I love the way Professor John Stackhouse describes it in The Subversiveness of Easter:
Then he is buried. Gone. Out of sight, out of mind.Heh, heh.
Like a ticking bomb.
Tomorrow we celebrate, but before that, I wonder what the forty day attempt at observing a Holy Lent has done in me. I certainly don’t feel like I’m about to go down off a mountain, like Moses. Nor do I feel like I’ve just completed a forty day battle with Satan in the wilderness, like Jesus. What has it all achieved?

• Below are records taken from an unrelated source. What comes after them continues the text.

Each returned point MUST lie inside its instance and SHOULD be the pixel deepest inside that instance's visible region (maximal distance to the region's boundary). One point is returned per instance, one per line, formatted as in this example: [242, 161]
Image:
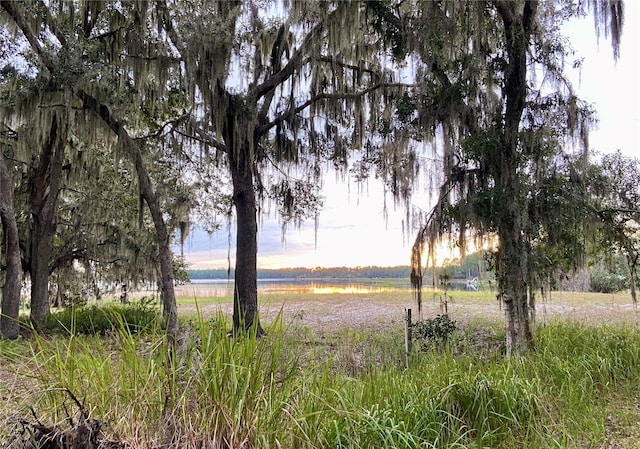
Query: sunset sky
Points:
[352, 229]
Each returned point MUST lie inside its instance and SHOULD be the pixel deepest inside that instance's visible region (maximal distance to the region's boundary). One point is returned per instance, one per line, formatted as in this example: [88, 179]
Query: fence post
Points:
[407, 334]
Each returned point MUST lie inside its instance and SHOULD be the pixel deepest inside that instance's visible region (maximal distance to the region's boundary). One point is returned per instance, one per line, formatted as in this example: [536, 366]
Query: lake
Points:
[221, 287]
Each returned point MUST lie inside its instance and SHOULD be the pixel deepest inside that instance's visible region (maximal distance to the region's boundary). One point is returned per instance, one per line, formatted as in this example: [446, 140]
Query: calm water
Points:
[218, 288]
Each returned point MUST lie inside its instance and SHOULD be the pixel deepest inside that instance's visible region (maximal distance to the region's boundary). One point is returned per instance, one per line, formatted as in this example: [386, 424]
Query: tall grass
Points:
[296, 390]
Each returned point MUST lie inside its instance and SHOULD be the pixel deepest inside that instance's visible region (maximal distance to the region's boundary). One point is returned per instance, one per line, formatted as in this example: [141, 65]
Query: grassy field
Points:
[332, 373]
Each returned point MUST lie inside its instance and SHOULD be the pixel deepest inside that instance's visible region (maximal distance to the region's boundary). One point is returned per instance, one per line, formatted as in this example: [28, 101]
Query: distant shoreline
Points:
[373, 272]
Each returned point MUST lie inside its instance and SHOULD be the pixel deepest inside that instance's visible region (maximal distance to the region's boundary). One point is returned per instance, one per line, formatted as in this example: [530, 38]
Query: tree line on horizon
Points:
[123, 124]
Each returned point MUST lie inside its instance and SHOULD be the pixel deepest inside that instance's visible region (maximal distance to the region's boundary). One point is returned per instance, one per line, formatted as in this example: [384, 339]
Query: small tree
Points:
[500, 129]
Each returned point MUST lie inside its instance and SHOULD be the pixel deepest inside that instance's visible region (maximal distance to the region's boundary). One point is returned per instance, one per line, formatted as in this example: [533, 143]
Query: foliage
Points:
[103, 319]
[437, 330]
[615, 197]
[274, 392]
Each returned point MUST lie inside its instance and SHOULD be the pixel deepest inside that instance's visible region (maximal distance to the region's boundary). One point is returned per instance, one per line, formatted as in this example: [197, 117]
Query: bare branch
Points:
[328, 96]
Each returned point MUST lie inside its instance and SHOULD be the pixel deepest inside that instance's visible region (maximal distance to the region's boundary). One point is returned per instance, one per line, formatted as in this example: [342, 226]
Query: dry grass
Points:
[328, 312]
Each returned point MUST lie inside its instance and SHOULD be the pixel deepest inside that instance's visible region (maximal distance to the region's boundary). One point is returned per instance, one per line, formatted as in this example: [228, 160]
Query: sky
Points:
[353, 229]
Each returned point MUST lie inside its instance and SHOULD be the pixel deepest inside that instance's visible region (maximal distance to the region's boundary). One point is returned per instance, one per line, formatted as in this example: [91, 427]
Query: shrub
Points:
[136, 317]
[436, 330]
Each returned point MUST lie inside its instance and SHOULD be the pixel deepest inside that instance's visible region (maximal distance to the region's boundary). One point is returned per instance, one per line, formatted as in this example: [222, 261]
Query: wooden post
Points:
[407, 334]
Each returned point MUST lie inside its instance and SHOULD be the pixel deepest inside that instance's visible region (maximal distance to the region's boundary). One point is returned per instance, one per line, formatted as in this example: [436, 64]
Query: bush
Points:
[436, 330]
[136, 317]
[606, 282]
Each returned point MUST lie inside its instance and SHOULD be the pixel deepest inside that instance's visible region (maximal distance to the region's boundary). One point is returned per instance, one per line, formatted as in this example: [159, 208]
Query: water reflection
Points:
[221, 288]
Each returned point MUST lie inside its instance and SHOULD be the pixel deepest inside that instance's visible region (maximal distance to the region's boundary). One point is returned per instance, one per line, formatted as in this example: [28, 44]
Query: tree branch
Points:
[327, 96]
[16, 16]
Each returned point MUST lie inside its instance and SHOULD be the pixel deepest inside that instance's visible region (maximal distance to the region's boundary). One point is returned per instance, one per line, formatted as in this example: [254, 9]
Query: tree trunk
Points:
[513, 250]
[45, 189]
[167, 291]
[245, 295]
[13, 275]
[512, 283]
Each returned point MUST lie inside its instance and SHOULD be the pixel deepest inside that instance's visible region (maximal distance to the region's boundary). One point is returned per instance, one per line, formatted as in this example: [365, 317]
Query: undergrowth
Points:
[351, 390]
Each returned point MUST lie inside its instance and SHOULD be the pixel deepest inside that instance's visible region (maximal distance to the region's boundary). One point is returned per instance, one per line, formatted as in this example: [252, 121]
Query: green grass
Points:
[348, 389]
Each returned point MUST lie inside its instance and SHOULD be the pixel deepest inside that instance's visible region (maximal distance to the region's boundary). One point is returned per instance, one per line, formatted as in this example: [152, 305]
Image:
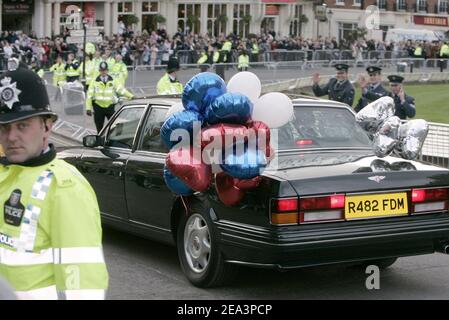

First an insight from a book. In The Cloister Walk (New York: Riverhead Books, 1996) Kathleen Norris described her time with the Benedictine monks like this:
I should try telling my friends who have a hard time comprehending why I like to spend so much time going to church with Benedictines that I do so for the same reasons that I write: to let words work the earth of my heart. (p144-145)That’s what’s happened to me, too. God’s words in Scripture and Daily Prayer have worked the earth of my heart these forty days. A holy rototiller.
Finally, an insight from THE book. Back on Day 24 the second reading in Morning Prayer was Hebrews 10 which is about how Jesus’ sacrifice was bodily, once and for all and which includes this verse:
Consequently, when Christ came into the world, he said, “Sacrifices and offerings you have not desired, but a body have you prepared for me” (Heb 10.5)The writer is quoting Psalm 40.6:
Sacrifice and offering you have not desired, but you have given me an open ear.…the original Hebrew literally means, “ears you have dug for me.”
Most of the time Leaning into Lent is the unspectacular, earthy spiritual work of making myself available and attentive so God’s words can work the earth of my heart as he digs my ears clear, so I can hear the bodily risen Jesus more clearly, love him more dearly and follow him more nearly. Year after year.